By Chris Teale (Photo/Chris Teale)
Alexandria City Public Schools students and their families who live in housing owned by the Alexandria Redevelopment and Housing Authority now have access to a computer lab at the Ruby Tucker Family Center, which opened last week at a ribbon-cutting ceremony.
Donated by International Game Technology, PLC’s After School Advantage Program, the center at 322 Tancil Court in North Old Town received 10 Dell laptop computers, head- phones, mice, a color laser print- er, a wireless router, assorted learning software, chairs and room decorations.
The $15,000 donation was IGT’s 276th worldwide in a program established in 1999 to serve at-risk youth in communities where the company has offices. IGT provides government lotteries and the commercial gaming industry with various products and channels, including the Virginia Lottery, another partner in the venture.
ACPS students through the fifth grade in public housing receive after-school homework and tutoring assistance as well as other programming at the family center, which opened in 2009 and is named for the late Ruby Tucker, a civic activist and advocate on a variety of social services issues.
“Today is a shining example of our partners coming together with us to make sure that we’re providing additional resources and supports to our students,” said Schools Superintendent Alvin Crawley.
An analysis released last month by the President’s Council of Economic Advisers showed that many lower-income children still lack access to in-home broadband Internet. The CEA said that while nearly two-thirds of households in the lowest-income quintile own a computer, less than half have a home Internet subscription.
It means that many students are unable to access the Internet for homework or to communicate with their teachers and other students, which puts them at risk of falling behind on their school- work. The new computer lab is viewed as one way to combat that trend in Alexandria.

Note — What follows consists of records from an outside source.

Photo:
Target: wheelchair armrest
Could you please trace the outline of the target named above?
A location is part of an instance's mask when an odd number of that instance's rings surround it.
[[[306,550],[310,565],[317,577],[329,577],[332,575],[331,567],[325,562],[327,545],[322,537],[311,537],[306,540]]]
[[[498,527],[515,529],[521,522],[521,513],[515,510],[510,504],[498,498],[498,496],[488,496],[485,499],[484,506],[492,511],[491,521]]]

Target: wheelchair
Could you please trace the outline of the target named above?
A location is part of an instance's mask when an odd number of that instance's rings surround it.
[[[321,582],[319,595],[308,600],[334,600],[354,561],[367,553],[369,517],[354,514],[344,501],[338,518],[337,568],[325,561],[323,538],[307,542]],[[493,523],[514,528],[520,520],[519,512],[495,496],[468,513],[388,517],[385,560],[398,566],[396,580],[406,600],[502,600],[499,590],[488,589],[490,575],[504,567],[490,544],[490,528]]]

“We all know too well about the so-called ‘digital divide’ and the difficult challenges that many children face as they are unsupervised in the critical after-school hours,” said Paul Stapleton, general manager of IGT Virginia. “The divide is being closed, and after-school programs like the one here at the Ruby Tucker center is making a real difference in our children’s lives.”
At the federal level, President Barack Obama announced in July the ConnectHome program, which looks to expand the avail- ability of high-speed Internet through partnerships between communities, the private sector and the federal government. The pilot program launched in 27 cities and one tribal nation selected by the U.S. Department of Housing and Urban Development. It initially reached more than 275,000 low-income households, and nearly 200,000 children, with the support they need to ac- cess the Internet at home.
Closer to home, officials said that the new computer lab hopefully will inspire a new generation. Addressing approximately 20 local students who live in the vicinity and were using the lab before and after the ceremony, ARHA CEO Roy Priest said its benefits could be far-reaching.
“The next I.T. genius, the next Mr. [Bill] Gates or Mrs. Gates is sitting right out there,” Priest said. “The inspiration for that may come right out of this center.”
Priest said that with up-to-date technology available at the computer lab, students will have opportunities they may not otherwise have been exposed to.
“From working on improved technology, being able to go to school having been exposed to the latest in technology is going to enhance their ability to be even better students than they are right now,” Priest said.
Gaynelle Diaz, center director at ARHA, said its focus is on fostering community and caring for each other, as well as being a place for what she described as “educating, enrichment and empowerment.” Diaz said connecting students at home with what they are learning in school will support learning at home and help them work even harder to achieve their dreams. She said the number of stakeholders in this project show how important partnerships are.
“I just think it’s the best example of how it takes a village to raise our kids together,” she said.
Deborah Tyler, a granddaughter of Tucker who now works at ACPS, challenged students at the new lab to use the new technology for positive change in their lives and the lives of others. She said doing so would be in keeping with her grandmother’s legacy.
“You are the key to our success,” Tyler said. “Our key to success rests in people like you, who embody the spirit of great- ness by saying, ‘Yes I can, yes you can too.’”
Crawley said it is imperative to have a strong support structure in place for students beyond school, and relationships with partner organizations are critical in this effort. He said the new computer lab is a good step.
“This is about ensuring that every student, no matter where they live, has access to the tools they need to learn both in and out of school,” he said. “The words, ‘Every Student Succeeds’ are simple — but it is not a simple matter to put this into practice.”